Having severed all ties with Stanford, Muybridge approached numerous potential patrons to sponsor his continued investigations. The University of Pennsylvania finally agreed, giving him equipment and laboratory space on campus. From 1884 to 1886
Muybridge produced 781 motion studies under the partial supervision of Thomas Eakins, which he published in 1887 under the title Animal Locomotion. It became Muybridge's best-known work. The plates in Animal Locomotion were printed using the collotype photomechanical technique, although a nearly complete set of cyanotype proofs for the project is currently held at the Smithsonian Institution, National Museum of American History. Whereas in California Muybridge used trip wires to activate his shutters, in Pennsylvania he used a timer mechanism. This permitted him to photograph behaviours in which the subject does not proceed straight ahead at a constant rate. His equipment was markedly better than it had been in California. Equipped with thirty cameras which could be directed simultaneously at different angles, he was also able to take advantage of gelatine dry-plate chemistry, which was both faster and more convenient than the wet-plate materials used earlier. Although Animal Locomotion contains further photographs of horses and other animals borrowed from the Philadelphia Zoo, the primary focus was on humans. Men and women, nude or partially clad, are shown engaged in activities ranging from the banal to the highly esoteric: walking, running, and jumping are interspersed with dancing, smoking, and women pouring water over each others’ heads. Of special interest are images made of people with physiological disorders, including an amputee, a pathologically obese woman, and a girl with multiple sclerosis. These photographs presage the diagnostic role photography would assume in scientific investigations, particularly under the influence of Etienne-Jules Marey and his colleagues in France. The volume was also highly influential among artists: subscribers to Animal Locomotion included the painters Lawrence Alma-Tadema, Ernest Meissonier, John Everett Millais, William Bouguereau, August Rodin, and James Abbott McNeill Whistler.

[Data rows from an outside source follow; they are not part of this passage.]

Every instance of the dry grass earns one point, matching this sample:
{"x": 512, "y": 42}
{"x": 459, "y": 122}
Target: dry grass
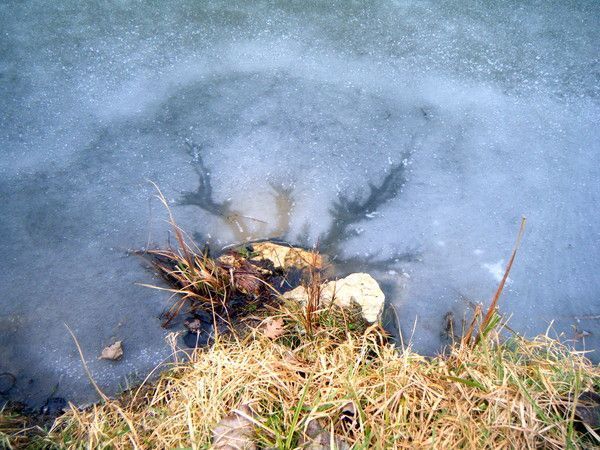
{"x": 512, "y": 395}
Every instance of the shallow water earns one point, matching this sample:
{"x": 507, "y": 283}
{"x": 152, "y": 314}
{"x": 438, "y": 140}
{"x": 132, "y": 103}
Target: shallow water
{"x": 482, "y": 113}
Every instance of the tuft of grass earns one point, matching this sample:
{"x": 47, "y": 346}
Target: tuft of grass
{"x": 357, "y": 386}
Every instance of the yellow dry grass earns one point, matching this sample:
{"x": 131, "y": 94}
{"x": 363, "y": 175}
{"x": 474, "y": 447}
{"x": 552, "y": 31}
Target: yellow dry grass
{"x": 519, "y": 394}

After Animal Locomotion Muybridge retired from photography and focused instead on lecturing and writing about his work. In 1893 he staged a zoopraxiscope theatre show at the World's Columbian Exposition in Chicago. It closed early due to tepid interest.
See also: Instantaneous Photography; Brady, Mathew B.; Morse, Samuel Finley Breese; Watkins, Carleton Eugene; Wet Collodion Negative; Dallmeyer, John Henry & Thomas Ross; Eakins, Thomas; Collotype; Cyanotype; and Marey, Etienne Jules.